Peter Sharne

Personal information
- Full name: Peter Sharne
- Date of birth: 22 March 1956 (age 70)
- Place of birth: Sydney, Australia
- Position: Winger

Youth career
- Marconi
- Liverpool City
- Southern Districts

Senior career*
- Years: Team / Apps / (Gls)
- 1977–1982: Marconi / 142 / (56)
- 1981-1982: → Eastern AA (loan) / 26 / (13)
- 1982-1983: Eastern AA / 19 / (5)
- 1983: APIA Leichhardt / 11 / (1)
- 1984–1988: Marconi / 35 / (5)

International career^{‡}
- 1977–1981: Australia / 23 / (8)

= Peter Sharne =

Australian soccer player

Peter Sharne (born 22 March 1956 in Sydney) is an Australian former footballer who played as a winger. Sharne attended Patrician Brothers' College, Fairfield.

He spent his entire career with NSL club Marconi. He started in 1977 until 1988. He made a total of 186 national league appearances. He also played on loan in Hong Kong for Eastern AA in the early 1980s for about two seasons. He was a star in the Hong Kong league where he was selected to be on the League Best XI.

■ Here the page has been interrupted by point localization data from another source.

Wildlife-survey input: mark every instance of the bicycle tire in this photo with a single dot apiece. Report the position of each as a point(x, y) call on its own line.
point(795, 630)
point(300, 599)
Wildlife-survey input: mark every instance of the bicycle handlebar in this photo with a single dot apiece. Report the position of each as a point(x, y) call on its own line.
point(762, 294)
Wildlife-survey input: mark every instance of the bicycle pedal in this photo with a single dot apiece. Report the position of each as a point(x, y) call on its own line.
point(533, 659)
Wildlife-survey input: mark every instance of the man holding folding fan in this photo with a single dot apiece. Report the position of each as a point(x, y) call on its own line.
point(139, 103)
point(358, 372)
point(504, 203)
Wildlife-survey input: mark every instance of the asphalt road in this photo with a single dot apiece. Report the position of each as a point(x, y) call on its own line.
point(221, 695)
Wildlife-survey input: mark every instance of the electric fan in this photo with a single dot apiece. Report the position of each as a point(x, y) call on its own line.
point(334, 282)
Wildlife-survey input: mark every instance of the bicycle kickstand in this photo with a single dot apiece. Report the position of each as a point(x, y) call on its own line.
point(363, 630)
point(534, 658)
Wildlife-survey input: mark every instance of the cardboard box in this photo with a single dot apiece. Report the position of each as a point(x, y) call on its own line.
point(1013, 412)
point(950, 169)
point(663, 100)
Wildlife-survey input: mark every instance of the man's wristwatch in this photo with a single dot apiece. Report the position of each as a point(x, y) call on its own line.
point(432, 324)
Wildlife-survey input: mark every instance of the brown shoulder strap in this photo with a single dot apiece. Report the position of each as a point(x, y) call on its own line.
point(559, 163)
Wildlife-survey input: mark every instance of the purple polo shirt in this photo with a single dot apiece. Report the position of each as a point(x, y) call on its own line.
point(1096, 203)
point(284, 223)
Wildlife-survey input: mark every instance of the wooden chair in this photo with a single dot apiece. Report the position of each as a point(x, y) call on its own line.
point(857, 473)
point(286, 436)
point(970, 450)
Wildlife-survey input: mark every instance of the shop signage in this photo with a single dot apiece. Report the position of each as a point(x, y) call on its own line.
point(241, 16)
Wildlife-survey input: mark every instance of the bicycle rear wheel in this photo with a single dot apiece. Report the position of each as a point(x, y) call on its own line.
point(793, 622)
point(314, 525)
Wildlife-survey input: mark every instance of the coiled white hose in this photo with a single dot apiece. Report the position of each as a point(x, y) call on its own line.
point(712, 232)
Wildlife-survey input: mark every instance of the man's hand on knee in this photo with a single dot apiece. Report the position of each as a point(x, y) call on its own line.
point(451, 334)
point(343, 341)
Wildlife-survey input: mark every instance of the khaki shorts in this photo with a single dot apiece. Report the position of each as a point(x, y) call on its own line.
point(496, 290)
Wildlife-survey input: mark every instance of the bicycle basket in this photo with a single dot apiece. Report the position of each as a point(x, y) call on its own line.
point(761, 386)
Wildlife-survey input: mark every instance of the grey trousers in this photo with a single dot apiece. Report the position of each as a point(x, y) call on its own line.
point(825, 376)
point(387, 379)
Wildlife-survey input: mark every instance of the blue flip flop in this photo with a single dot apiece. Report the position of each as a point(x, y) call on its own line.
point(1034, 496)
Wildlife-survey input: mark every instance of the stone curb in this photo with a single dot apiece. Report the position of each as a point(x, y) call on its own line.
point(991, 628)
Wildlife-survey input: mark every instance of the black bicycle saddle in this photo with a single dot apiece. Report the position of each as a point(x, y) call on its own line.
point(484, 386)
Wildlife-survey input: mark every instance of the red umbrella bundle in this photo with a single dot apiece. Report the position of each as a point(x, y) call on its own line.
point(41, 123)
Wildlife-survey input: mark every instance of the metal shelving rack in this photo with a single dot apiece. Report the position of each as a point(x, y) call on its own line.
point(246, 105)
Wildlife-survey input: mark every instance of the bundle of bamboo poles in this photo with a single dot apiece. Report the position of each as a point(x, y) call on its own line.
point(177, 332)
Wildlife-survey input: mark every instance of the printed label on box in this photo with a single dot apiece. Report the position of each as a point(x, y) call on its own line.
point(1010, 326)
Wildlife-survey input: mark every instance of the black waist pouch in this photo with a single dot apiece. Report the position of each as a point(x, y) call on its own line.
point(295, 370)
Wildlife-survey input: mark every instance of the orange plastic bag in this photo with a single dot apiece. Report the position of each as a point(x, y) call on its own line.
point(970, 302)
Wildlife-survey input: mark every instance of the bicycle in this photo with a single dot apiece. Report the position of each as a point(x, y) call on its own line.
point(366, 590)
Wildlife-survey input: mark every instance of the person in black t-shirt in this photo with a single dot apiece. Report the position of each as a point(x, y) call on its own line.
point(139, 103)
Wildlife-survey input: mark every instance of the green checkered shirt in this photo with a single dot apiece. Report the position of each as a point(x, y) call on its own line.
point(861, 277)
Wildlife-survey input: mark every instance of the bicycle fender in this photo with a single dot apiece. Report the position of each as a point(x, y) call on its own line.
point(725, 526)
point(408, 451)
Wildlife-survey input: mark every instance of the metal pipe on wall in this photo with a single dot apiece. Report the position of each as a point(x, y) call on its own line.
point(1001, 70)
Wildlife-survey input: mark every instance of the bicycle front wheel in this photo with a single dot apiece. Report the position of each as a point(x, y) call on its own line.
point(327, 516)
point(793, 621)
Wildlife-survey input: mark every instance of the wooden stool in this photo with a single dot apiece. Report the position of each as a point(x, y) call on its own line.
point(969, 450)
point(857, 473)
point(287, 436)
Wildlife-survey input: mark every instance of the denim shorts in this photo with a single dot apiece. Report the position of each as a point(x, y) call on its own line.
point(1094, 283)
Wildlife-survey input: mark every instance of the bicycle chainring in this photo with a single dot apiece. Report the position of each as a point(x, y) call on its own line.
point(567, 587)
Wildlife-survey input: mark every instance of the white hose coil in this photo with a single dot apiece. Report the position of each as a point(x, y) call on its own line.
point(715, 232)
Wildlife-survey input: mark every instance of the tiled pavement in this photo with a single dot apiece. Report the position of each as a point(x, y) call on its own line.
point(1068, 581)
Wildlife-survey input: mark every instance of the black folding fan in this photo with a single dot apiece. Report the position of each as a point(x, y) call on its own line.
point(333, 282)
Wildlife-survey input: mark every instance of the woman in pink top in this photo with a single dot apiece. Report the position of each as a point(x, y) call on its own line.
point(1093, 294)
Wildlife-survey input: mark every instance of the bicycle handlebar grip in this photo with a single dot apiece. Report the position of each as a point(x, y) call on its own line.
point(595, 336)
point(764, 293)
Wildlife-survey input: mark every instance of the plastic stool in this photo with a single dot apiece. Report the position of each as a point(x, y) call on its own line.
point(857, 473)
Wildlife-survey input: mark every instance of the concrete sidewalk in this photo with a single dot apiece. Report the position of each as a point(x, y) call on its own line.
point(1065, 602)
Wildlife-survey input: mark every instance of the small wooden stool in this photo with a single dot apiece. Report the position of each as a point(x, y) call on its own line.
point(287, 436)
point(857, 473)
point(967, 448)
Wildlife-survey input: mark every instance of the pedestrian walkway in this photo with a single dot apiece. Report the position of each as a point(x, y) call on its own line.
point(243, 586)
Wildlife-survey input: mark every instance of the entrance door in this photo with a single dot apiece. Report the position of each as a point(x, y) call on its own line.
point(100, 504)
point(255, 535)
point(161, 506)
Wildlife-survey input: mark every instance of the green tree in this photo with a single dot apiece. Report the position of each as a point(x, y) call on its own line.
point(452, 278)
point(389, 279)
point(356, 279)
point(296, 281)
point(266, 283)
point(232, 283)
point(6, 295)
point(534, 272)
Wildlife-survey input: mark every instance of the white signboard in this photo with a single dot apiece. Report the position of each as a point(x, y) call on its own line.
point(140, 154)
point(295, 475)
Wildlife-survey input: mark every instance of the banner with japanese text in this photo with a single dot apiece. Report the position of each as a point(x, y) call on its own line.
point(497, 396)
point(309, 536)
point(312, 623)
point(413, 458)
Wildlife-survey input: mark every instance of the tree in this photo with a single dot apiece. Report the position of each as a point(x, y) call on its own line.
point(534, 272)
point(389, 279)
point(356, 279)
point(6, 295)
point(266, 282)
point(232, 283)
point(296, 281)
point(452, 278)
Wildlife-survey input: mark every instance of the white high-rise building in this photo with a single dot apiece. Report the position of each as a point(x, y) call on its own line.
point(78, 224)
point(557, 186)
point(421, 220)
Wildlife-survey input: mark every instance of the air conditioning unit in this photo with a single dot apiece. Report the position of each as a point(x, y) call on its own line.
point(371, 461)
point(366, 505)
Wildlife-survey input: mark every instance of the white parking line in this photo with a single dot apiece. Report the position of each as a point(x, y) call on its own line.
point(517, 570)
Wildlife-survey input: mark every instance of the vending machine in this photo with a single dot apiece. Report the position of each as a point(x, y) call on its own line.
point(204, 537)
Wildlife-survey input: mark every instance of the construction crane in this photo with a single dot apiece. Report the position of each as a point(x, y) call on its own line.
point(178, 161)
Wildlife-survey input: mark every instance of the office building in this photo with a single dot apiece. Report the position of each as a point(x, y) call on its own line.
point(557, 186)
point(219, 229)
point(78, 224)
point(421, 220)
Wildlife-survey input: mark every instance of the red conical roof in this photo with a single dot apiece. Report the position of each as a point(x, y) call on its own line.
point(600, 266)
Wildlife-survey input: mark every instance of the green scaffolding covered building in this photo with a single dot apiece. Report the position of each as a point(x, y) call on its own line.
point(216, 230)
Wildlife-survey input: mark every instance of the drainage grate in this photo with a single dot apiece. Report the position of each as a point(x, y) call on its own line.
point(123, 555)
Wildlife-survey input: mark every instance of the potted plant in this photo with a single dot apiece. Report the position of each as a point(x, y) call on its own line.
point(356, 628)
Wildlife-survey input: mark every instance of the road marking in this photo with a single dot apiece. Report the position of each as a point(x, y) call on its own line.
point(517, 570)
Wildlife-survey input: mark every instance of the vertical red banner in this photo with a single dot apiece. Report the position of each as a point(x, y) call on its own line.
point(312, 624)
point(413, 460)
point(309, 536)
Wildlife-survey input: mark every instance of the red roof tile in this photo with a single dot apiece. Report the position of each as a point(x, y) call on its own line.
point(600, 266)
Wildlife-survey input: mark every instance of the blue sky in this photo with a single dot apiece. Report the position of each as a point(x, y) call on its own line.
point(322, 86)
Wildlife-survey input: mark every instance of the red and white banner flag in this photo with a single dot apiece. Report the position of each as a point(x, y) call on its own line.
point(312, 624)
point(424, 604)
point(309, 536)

He was a member of Australian national team during the 1978 World Cup qualifying campaign. He made his debut as a substitute against Iran in August 1977 in Melbourne. He also played in the 1982 World Cup campaign. He earned 40 caps for Australia with 23 of them A internationals. He scored 10 goals (eight A-international goals). He won the Award of Distinction from Australian Football Hall of Fame.